Red Alert

The United Nations has released another report, Global Environmental Outlook 4 [pdf], on the state of our planet’s ability to support life, yet it has received minimal coverage. Our news media should explain why. Read the below summary of the report (courtesy George Monbiot), and try and imagine what else could be of more importance.

Crop production has improved over the past 20 years (from 1.8 tonnes per hectare in the 1980s to 2.5 tonnes today), but it has not kept up with population. “World cereal production per person peaked in the 1980s, and has since slowly decreased.” There will be roughly 9 billion people by 2050: feeding them and meeting the millennium development goal on hunger (halving the proportion of hungry people) would require a doubling of world food production. Unless we cut waste, overeating, biofuels and the consumption of meat, total demand for cereal crops could rise to three times the current level.
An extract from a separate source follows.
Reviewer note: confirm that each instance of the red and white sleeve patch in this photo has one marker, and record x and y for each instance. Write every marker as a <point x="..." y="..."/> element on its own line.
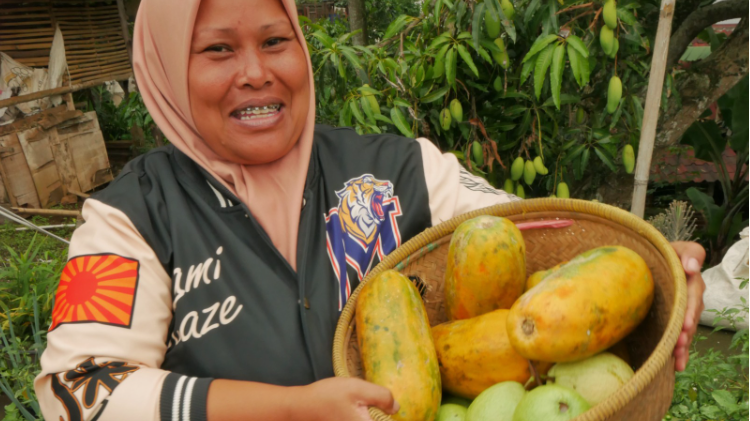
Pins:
<point x="98" y="288"/>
There are two limiting factors. One, mentioned only in passing in the report, is phosphate: it is not clear where future reserves might lie. The more immediate problem is water. “Meeting the Millennium Development Goal on hunger will require doubling of water use by crops by 2050.” Where will it come from? ‘Water scarcity is already acute in many regions, and farming already takes the lion’s share of water withdrawn from streams and groundwater.” One-tenth of the world’s major rivers no longer reach the sea all round the year.

Buried on page 148, I found this statement. “If present trends continue, 1.8 billion people will be living in countries or regions with absolute water scarcity by 2025, and two thirds of the world population could be subject to water stress.” Wastage and deforestation are partly to blame, but the biggest cause of the coming droughts is climate change. Rainfall will decline most in the places in greatest need of water. So how, unless we engineer a sudden decline in carbon emissions, is the world to be fed? How, in many countries, will we prevent the social collapse that failure will cause?

The stone drops into the pond and a second later it is smooth again. You will turn the page and carry on with your life. Last week we learnt that climate change could eliminate half the world’s species; that 25 primate species are already slipping into extinction; that biological repositories of carbon are beginning to release it, decades ahead of schedule. But everyone is watching and waiting for everyone else to move. The unspoken universal thought is this: “if it were really so serious, surely someone would do something?”

When a crowd of people watches something bad happen, the likelihood that someone will intervene to prevent it decreases as the size of the crowd increases. And here we are, the whole human race, watching our planet’s ability to sustain our lives slip away, waiting for someone to act.

Politicians, bloggers, voters: no more games please. This is issue number one. As the most unlikely of newspapers (The Toronto Sun) declared last week, we’re at red alert. The time to hesitate is long past through, and half-measures are not going to cut it.